Not to mention, that if you actually look at the biggest inefficiencies in government, it’s not the workers. It’s private contractors and they way they lobby Congress to do stuff like build 2 submarines where one would’ve done fine.

It is private business that causes most government inefficiency. Musk isn’t going to touch that! He’s just going to attack workers in general, because he fucking hates workers, and he’s going to attack regulators because he’s a criminal and bad businessman who can’t succeed without breaking the law.

I seem to recall the Sky Marshals have never prevented a hijacking.

(Skyjacking? Just try to hijack an airplane now. The passengers would beat you into a bloody pulp.)

Anyone else thinking of the Britcom Yes Minister, as I am?

It was set in a fictional department of Government, the Department of Administrative Affairs, whose purpose was to oversee and eliminate inefficiency in all the other departments. A manual of why DOGE is a bad idea.

Is this show much known in the USA?

Yes, but a Quango dealing with Quangos is a mystery to most of us.

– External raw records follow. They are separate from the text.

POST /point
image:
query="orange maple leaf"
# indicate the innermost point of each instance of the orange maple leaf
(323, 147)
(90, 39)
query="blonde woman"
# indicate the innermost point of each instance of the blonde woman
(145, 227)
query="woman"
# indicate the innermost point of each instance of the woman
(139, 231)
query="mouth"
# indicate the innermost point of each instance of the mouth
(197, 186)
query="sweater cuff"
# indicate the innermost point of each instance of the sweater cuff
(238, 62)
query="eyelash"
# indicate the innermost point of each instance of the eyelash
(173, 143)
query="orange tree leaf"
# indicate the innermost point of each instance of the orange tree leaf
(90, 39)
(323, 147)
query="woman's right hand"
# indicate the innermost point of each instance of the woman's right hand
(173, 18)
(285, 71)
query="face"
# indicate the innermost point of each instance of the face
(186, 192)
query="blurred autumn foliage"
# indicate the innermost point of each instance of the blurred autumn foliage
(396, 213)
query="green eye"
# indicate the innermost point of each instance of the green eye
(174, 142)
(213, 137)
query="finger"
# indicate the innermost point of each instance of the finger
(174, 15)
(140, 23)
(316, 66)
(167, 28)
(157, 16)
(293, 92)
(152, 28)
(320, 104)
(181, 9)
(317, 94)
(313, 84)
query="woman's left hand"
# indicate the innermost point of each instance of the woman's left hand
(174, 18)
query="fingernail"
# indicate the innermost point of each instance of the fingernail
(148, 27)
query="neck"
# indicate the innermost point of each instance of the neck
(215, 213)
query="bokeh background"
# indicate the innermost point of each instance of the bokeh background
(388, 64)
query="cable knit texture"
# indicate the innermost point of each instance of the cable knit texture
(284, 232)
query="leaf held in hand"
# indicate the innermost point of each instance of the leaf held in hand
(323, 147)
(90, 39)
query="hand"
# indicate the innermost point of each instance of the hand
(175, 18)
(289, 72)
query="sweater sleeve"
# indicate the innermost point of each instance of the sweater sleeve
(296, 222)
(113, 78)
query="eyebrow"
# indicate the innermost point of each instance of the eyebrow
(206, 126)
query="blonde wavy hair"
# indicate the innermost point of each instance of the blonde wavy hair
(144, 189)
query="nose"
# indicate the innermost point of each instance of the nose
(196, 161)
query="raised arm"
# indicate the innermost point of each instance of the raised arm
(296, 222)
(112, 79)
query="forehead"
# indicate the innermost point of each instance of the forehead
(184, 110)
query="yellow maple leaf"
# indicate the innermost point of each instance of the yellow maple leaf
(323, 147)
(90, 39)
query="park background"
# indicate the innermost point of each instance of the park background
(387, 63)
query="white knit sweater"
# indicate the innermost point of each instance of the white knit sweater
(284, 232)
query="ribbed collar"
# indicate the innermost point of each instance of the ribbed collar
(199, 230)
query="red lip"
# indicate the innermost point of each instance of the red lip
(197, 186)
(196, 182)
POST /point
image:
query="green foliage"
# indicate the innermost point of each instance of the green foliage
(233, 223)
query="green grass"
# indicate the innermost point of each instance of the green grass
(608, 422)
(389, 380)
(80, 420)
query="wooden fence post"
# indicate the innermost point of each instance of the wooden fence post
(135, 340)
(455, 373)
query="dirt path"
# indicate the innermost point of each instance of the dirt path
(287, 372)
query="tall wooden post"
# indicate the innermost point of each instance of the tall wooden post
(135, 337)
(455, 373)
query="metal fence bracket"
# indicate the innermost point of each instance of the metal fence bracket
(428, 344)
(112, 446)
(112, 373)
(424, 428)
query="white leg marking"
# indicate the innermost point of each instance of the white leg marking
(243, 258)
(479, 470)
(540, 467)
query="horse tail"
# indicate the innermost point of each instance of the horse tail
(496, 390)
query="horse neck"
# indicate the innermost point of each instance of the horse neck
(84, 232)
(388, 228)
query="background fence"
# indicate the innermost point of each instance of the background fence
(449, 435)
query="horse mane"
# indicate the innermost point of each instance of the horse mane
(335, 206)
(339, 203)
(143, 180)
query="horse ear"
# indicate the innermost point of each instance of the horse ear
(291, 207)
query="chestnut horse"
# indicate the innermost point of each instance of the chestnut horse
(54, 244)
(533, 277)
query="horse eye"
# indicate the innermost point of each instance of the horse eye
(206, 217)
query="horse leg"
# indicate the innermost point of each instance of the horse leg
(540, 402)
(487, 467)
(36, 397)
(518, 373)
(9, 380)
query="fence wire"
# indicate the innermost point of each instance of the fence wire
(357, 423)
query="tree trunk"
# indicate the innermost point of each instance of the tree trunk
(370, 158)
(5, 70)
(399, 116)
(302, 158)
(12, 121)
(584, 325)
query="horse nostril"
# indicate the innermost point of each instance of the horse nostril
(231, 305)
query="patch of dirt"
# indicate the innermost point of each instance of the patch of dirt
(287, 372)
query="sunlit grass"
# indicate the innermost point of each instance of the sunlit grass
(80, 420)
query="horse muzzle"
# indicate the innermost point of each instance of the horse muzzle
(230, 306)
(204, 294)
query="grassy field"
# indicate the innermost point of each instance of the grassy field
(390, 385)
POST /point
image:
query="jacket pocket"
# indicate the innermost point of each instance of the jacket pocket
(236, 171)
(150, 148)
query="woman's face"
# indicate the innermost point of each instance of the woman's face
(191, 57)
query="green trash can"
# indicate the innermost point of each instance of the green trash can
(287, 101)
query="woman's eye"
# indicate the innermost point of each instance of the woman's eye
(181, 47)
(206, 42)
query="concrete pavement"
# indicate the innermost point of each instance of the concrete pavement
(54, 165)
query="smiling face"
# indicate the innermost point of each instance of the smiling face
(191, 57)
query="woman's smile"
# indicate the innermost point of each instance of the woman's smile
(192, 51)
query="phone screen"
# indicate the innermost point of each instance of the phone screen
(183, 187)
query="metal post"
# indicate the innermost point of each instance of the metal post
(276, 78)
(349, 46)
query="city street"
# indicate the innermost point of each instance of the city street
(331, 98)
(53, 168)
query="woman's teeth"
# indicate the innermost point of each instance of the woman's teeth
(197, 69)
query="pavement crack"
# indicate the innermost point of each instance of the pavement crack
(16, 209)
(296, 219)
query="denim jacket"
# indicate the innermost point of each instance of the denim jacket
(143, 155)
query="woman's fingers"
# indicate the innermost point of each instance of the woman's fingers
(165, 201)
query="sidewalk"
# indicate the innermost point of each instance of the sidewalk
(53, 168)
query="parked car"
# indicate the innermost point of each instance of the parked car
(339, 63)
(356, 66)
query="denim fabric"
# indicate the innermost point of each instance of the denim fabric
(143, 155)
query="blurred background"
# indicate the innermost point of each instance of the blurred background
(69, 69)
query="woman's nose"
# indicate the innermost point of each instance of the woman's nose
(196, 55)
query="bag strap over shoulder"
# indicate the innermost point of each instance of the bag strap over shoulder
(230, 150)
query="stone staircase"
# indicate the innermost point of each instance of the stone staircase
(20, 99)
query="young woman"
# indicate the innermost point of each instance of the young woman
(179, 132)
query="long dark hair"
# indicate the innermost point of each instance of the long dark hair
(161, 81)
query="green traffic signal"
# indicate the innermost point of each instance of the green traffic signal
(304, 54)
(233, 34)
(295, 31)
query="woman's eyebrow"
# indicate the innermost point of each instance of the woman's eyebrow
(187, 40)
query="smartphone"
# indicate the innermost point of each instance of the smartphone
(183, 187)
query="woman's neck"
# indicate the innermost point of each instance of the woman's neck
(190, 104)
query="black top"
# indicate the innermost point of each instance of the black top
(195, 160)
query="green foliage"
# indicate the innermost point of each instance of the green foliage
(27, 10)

If people would just inject some bleach, they wouldn’t need a doctor.

How exactly do you propose doing this? My understanding is that Medicare and Medicaid are already very efficient so that they have lower overhead costs than private insurance.

Although one way that Medicare was “overhauled” was by introducing those damned privately operated Medicare Advantage plans, all of which are advertising at this time of year to get people to sign up. That suggests to me that there’s a huge amount of money to be made in operating these plans, so how is that more efficient?

That’s a question that should answer itself.

About three decades ago, I had to visit Johnson Space Center for a work project. Some of the people I worked with were government employees, some were employed by various contractors. Some of them told me that during the Reagan administration, there was a push to reduce government employment but that just meant that people went from being government employees to being employed by a contractor. Did that save money? Doubt it.

And as said somewhere upthread or elsewhere, actual payroll is only a small part of what the government spends money on.

Is there any talk that Musk and Ramaswamy are going to make big cuts to the FBI or DOJ even if Gaetz were in charge?

I believe Ramaswamy has talked about eliminating the FBI entirely, not just making big cuts.